Build a Leydon jar and charge it up to make your own lightning! Or use it for a portable static shock delivery system. Students will learn about static electricity, charge storage, and where lightning comes from.
Pneumatic Rockets and Planes
Design, build, and launch pneumatic rockets and/or airplanes.
See how your design flies! Take it back to the bench and tweak it until it flies how you want it to. Students will learn about, air pressure, aerodynamics, and what makes things fly, Our custom launch pad ensures the same launch conditions every time, so you can really see the effects of your changes!
Wind Turbines
Build a working wind turbine and see how much power you can make.
Simple to build, a lifetime to optimize!Students can change the number of blades and/or the tilt angle and/or shape of the blades and see how it effects the power output. Students will learn about renewable energy sources and where electricity comes from.
Penny Batteries
Build a working battery from pennies, washers and lemon juice!
Students will learn about where electricity comes from and how batteries work. We've had kids build voltaic piles generating up to about 12 Volts - just with pennies and washers!
Mystery Liquids
You are presented with four clear, colorless liquids and need to figure out which one is the calcium salt, the acid, the base, or the water based on how they react with each other and a cabbage-juice indicator.
Students will learn about how different chemicals react differently andthat things that look alike can be drastically different. They will use their reasoning skills to identify each of the materials.
Elephant Toothpaste
You will mix baker’s yeast with soapy water and hydrogen peroxide. Enzymes in the yeast create oxygen gas, which bubbles out in a quick-rising sudsy foam.
Brushbots!
Make and customize a zany little robot with a nail brush and an off-balance motor. See if you can figure out a way to control how the robot moves or to keep it from tipping over.
Students will learn how to build a simple circuit and how vibrations can be converted into translational movement.
Artbots
Make zany little robots with markers for feet! A vibrating motor sets your creation in motion to bounce and dance and make art. Change the size of the off-balance weight and see how it affects your 'bot's sketches.
Students will learn how to wire up their own circuits and how an off-balance motor can result in motion.
Build a Circuit Puzzle
Find out who has the steadiest hand by building a game that lights up when the player their wand along a wire path or – make a quiz show that lights up with correct answers.
Students will learn how electricity flows through a circuit and what it means to have a closed or open circuit.
Squishy Circuits
Anything that is conductive can be used as a wire.
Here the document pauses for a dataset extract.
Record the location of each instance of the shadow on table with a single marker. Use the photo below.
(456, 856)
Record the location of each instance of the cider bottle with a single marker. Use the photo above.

Here, you’ll make electronic gadgets with sculpting dough – like a snake with light-up eyes, or an owl with light-up eyes, or a person with…well, you get the idea.
Students will learn how electricity flows and what it means to be conductive or insulating.
Make an Electromagnet
You will use the electricity from a battery to make a magnet from a regular ol’ nail.
Students will learn how electricity can be used to make a magnet that can be turned on and off.
Make a Battery
You will generate your own electricity (enough to light several LEDs) using pennies, lemon juice, and washers from the hardware store. Kids have made batteries capable of generating over 12 Volts!
Students will learn about voltage and electricity and how batteries work.
Make a Periscope
You’ll make a periscope with mirrors and cardboard that can be used to peer around corners or over walls.
Students will learn how light from an object can be redirected with mirrors.
Build a Camera Obscura
A camera obscura is a primitive camera made with a single lens and a screen. An image of what you point it at is cast onto a piece of paper so you can trace the picture. Several of the Old Dutch Masters, particularly Vermeer, are suspected of using this technique in their paintings!
Students will learn how cameras work and how light from an object can be collected and directed by lenses and mirrors.
See your cells!
Take a look at your own cheek cells under the microscope and see the effects of a common cellular dye. In most cases, you can even see bacteria on the cells as well (especially if you don’t brush your teeth beforehand).
Students will learn how to operate a microscope and how to prepare wet-mounted samples.